Sid sat in the food court of the mall. He hadn't been here before. He glanced at his phone. It was almost two. The person he was supposed to meet was late.

A man had called him in the morning.

‘What happened?' he had asked. A polite, concerned, avuncular voice, almost as if it were enquiring about his ailing grandfather in Thrissur.

Sid had felt his heart beat faster.

‘I don't know, sir. I really don't know. She promised to meet me outside Koshy's, but she didn't show up,' he stammered. ‘I really don't understand, sir.'

‘Did you call her?'

‘I did. At least twenty times. I messaged her. WhatsApped her. I saw she had read the messages. After a while her phone was switched off,' Sid had tried to explain his helplessness. ‘Sir, I think the lawyer she went to meet the last time must have told her not to take my call.'

The voice at the other end of the phone had sighed. ‘These things happen!'

Sid had felt the knot in his chest loosen. ‘I am really sorry. She does everything I ask her to. I don't know why she didn't turn up last evening. Maybe …'

‘Maybe … what?' the voice had asked.

‘I don't know if her periods started. She acts weird then …' He had added quickly, ‘Sir, I'd like to return the advance.'

‘Yes, you must,' the voice said.

‘Where can I drop it off?' Sid asked, swearing to himself this would be the last time he did anything like this. And then, not wanting to take chances, he had decided to ask that they meet at a public place. ‘What about a mall, sir? With so many people there, no one will notice the money changing hands.'

‘Hmm …' the voice had said. ‘That's rather clever of you. One of my boys will come and pick it up. Make sure you are at Elements mall at the food court by 1.30 p.m.'

‘How will I know him?' Sid had asked, wondering where on earth Elements mall was.
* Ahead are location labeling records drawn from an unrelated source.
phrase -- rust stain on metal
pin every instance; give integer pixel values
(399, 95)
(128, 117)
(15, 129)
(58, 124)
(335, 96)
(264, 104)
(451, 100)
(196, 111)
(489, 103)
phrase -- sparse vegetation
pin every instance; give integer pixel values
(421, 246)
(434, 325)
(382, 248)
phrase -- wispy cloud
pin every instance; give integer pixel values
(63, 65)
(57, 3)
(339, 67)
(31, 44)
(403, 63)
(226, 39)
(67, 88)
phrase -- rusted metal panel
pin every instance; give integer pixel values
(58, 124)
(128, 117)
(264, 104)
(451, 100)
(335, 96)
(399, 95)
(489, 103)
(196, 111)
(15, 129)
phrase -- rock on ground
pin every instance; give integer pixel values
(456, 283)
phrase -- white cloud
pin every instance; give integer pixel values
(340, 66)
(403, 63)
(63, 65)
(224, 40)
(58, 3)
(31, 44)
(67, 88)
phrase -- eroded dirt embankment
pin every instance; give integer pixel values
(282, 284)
He had hoped they could meet at one of the more central ones.

‘Don't worry about that. He'll find you. Just make sure you are there,' the voice had said and the phone had gone silent.

Sid looked at his FB timeline. He had posted a selfie yesterday afternoon and the number of likes had crossed 235. There was a whole bevy of friend requests as well.

‘Siddharth,' a voice said softly. He looked up to see a boy his age, if not younger. A thin dark boy with hair cut short and wearing a t-shirt and jeans.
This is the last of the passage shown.